More often than not I find myself completely in love with the Internet. I love the way people have learned to use it to connect with others in very real and meaningful ways. I love the ease with which I can find information, and obtain something that I need (or want). It’s not too often that I think about some of the downsides of the Internet, but being pregnant has certainly brought some of these to the front of my mind.
When we first announced that we were expecting our child, people asked us which books we were reading, and very many warned us away from What to Expect When You’re Expecting. Honestly, I had already bought the book, and generally felt it was completely useless. It didn’t contain any information I wasn’t already getting for free from BabyCenter.com, thebump.com and numerous other websites. I got a handy weekly email telling me how much my fetus probably weighed, and what piece of produce he or she most closely resembled at that moment.
I had blogs, some of which like Dooce, Girl’s Gone Child and Marriage Confessions, I had been reading from well before we even began planning our family. It didn’t matter that I was essentially the only one of my friends having a baby, I didn’t feel alone.
My big issue is one of numbers. In the books, and on the websites, in the birth classes and in the doctor’s office they go over some of the “extreme” and rare things that could possibly occur. Those one in a million cases of really serious complications. But when you consider how many people are on the Internet telling their stories, one in a million is actually a significant number of people. So in reading a non-mommy blog, in fact a DIY home improvement blog, I found myself caught off guard by the terrifying story of a mom who experienced cord prolapse and placental abruption at the same time. And luckily she and the baby are both fine and healthy. But suddenly the “rarity” of one in a million seems a lot less rare, because I have been reading words by this woman, looking at pictures of their small child, and feel in some ways as though I know the family. Things seem a lot less rare when you “know” someone who’s experienced them.
And what’s any nervous, Internet-savvy, first-time mom-to-be to do when she has a question about something? I for one turn to my iPhone and look up “risk of eating feta cheese in 26th week of pregnancy”, except I don’t have to type the whole thing into google, because google fills in the rest of it as soon as I finish the numeral. Enough other people have searched for the answer to the exact same question that google can autocomplete it for me. That in and of itself makes me feel better about it. And then I get the answer, and I have to hide from the Internet for awhile.
Or I start googling the names we’ve been considering, and I discover a news story about a boy who is autistic, or a girl who was hit by a car, or some other tragedy, and I wonder how I can name my child without channeling bad mojo.

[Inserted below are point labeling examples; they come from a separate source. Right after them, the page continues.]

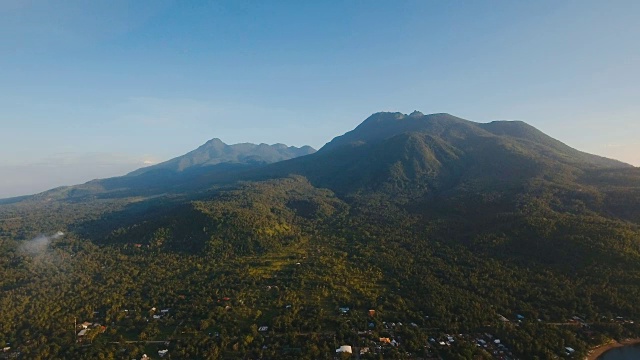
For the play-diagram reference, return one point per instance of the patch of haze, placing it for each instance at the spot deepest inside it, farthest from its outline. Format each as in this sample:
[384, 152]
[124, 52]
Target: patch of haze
[39, 245]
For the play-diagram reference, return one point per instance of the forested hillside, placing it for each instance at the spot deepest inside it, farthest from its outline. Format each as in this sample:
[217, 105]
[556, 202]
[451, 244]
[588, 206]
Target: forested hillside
[410, 237]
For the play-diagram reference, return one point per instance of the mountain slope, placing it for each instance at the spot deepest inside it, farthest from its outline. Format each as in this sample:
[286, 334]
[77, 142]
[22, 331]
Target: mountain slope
[438, 223]
[417, 155]
[215, 152]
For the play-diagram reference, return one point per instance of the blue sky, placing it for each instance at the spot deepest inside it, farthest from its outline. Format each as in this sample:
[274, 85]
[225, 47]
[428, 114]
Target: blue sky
[93, 89]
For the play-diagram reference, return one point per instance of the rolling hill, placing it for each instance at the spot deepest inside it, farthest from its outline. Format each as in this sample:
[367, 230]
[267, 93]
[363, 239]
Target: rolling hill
[437, 224]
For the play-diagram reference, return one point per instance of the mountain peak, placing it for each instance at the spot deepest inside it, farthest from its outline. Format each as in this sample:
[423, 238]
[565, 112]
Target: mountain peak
[215, 152]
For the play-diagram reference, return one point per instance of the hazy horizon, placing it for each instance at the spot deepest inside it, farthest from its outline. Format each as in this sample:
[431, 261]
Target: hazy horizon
[102, 88]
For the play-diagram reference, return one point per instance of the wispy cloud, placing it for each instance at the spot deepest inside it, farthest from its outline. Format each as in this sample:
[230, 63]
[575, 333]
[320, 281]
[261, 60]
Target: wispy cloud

Thankfully I have plenty of reasonable, rational people in my real world. They remind me to turn off the computer, put my phone away, and stop worrying about the things that are outside of my control. They remind me to look at the people I actually know, and how many of them have had normal pregnancies, how many of them have turned out just fine. Because if all of these things were really as common as my brain has made them seem… well, we’d all be walking around having either had, or been close to someone who had horrible experiences.